9.2.1 Determine bootstrap folds
The folds contain indexes of datapoints that are resampled for each of the 1000 bootstrap iterations.
model <- readRDS("data/models/model_rac.RDS")
folds <- mboost::cv(model.weights(model), B = 1000)
saveRDS(folds, file = "data/models/confints/folds.RDS")
9.2.2 Running the bootstrapping procedure
It is very computationally intensive to execute the bootstrapping procedure, hence it is best executed manually tweaking settings to the local machine (memory, CPU cores, etc). See the R/mboost_uncertainty_analysis.R
file for an example of how to do so. In this case I had 2-3 RStudio jobs running the script on a batch of the folds, which can be combined later on as results are stored in data/models/confints/
. Execution took about 3 days.
source("R/mboost_uncertainty_analysis.R")
9.3 Recombine bootstrapped results
Having adjusted the bootstrapping procedure a bit, we now have to recombine the data so the R object matches the format mboost
functions expect. Additionally, we will include the variable importance now as well.
n_confint_files <- length(Sys.glob("data/models/confints/modelci*"))
confint_files <- paste0("data/models/confints/modelci_", 2:n_confint_files, ".RDS")
cis <- lapply(confint_files, readRDS)
ci_boot_pred <- lapply(cis, function(x) x$boot_pred)
ci_varimp <- lapply(cis, function(x) x$varimp)
modelci <- readRDS("data/models/confints/modelci_1.RDS")
modelci$boot_pred[2:n_confint_files-1] <- ci_boot_pred
modelci$boot_pred[1] <- NULL
modelci$data <- cis[[1]]$data
modelci$varimp <- ci_varimp
saveRDS(modelci, file = "data/models/confints/final_modelci.RDS")
Let’s confirm it worked by plotting the bootstrapped confidence intervals.

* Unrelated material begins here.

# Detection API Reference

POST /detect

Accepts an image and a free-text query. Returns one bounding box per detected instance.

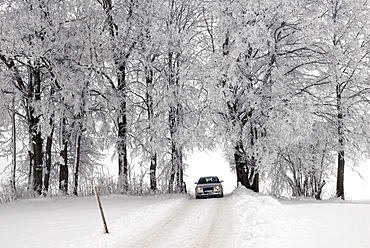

vars <- c("dist_radar", "total_rcs", "semiopen", "forests", "wetlands", "waterbodies", "agricultural", "dist_urban", "acov")
par(mfrow = c(3, 4))
lapply(vars, function(x) plot(modelci, which = x, raw = TRUE))
## [[1]]
## NULL
##
## [[2]]
## NULL
##
## [[3]]
## NULL
##
## [[4]]
## NULL
##
## [[5]]
## NULL
##
## [[6]]
## NULL
##
## [[7]]
## NULL
##
## [[8]]
## NULL
##
## [[9]]
## NULL
Voilà, that seems to have done the trick.